Loving Dallas

Once I’m outside where people are getting in and out of cars, I look around but Robyn is nowhere to be seen. Someone obviously had too many of the Midnight Bay blue shooters because I can hear them retching even over the music. When it continues to the point that I’m fearful for their life, I jog over to where the sound is coming from.

“Oh, baby,” I say once I see who it is. Robyn is bent over yakking into the bushes. The force is jolting her body forward hard. I grab her hair with two hands and pull it out of the line of fire. Once I have it secured to the nape of her neck with one fist, I use the other hand to rub circles on her back. “You’re okay, sweet girl. Just get it all up. It’s okay. I’m here.”

“I don’t want—” She surges forward again and heaves but I think she’s out of ammunition. “You here,” she finishes.

“Well, tough shit, sweetheart. I’m here and I’m not going anywhere.”

“Don’t want anyone,” she begins, pausing to stand and wipe her mouth, “to see me like this.” I release her hair and she glances around. Noticing her purse on the ground, I pick it up. At least it didn’t get puked on.

“Come on. We’ll take one of the sober cars back to the hotel.”

I wrap my arms around her and guide her to the nearest valet. Once they’ve located a car for us, Robyn slides in and I follow.

The driver is a gray-haired man with a gray wool cap on. “Where to, kids?”

“The nearest urgent care center or ER,” I answer.

Robyn looks like I’ve slapped her. “No,” she practically shouts. “Just take us to the Hutton, please.”

“Are you serious right now?” This girl.
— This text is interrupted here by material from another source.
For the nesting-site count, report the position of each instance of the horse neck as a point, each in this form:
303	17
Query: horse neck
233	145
She’s practically turning green right in front of my eyes. “We need to get you checked out.”

“The Hutton, please,” she tells the driver while ignoring me. “I swear I’m fine.”

“You say that, but you don’t look fine,” I tell her. “And if you think I’m just going to dump you off in your room, you’re crazy.”

The driver ends up taking us to the hotel, where I take Robyn to my room so she doesn’t keep Katie up all night.

After a pack of saltine crackers and two Gatorades, she takes a shower and comes out looking like a new person.

“I’m telling you, it’s just a stomach bug. It’s on its way out.” Robyn promises me she’s on the mend and that if she gets sick again like that she’ll make an appointment with her doctor.

She’s nearly asleep in my bed when she blinks her sleepy eyes up at me and says, “I’m sorry you had to leave your party. And that I didn’t tell you about my mom.”

“I don’t care about parties, Robyn. But can you just tell me why? Why you didn’t tell me about your mom that summer? I could’ve—”

“You could’ve canceled the shows you were so excited about. You would have.” Robyn sighs against my chest before raising her eyes to mine. “Your grandma had just passed and you’d already put everything on hold once. I didn’t want to be the reason you sidelined your dream again.”

“So you didn’t actually want to break up, you just couldn’t go on the road and you didn’t want me to stay?”

“I wanted you to stay,” she says quietly. “I just didn’t want to want that. It was selfish and unfair. And I wanted you to have your shot at your dream more than I wanted to have you hold my hand in a waiting room all summer.”

My whole life I’ve put everyone else first. My sister. My grandparents. Gavin. I’d never realized someone had been putting my dreams before their own needs.

I can’t explain how her confession makes me feel right now so I don’t try.

I lean down and kiss her on the forehead. “Get some rest, pretty girl. We can talk about this later.”

She surprises me by grabbing my shirt. “Spoon me for a while? Until I fall asleep? Pretty please?”

“I never could turn down ‘pretty please.’ ”

She rolls over, curving into me with her backside, and I drape my arm over her body.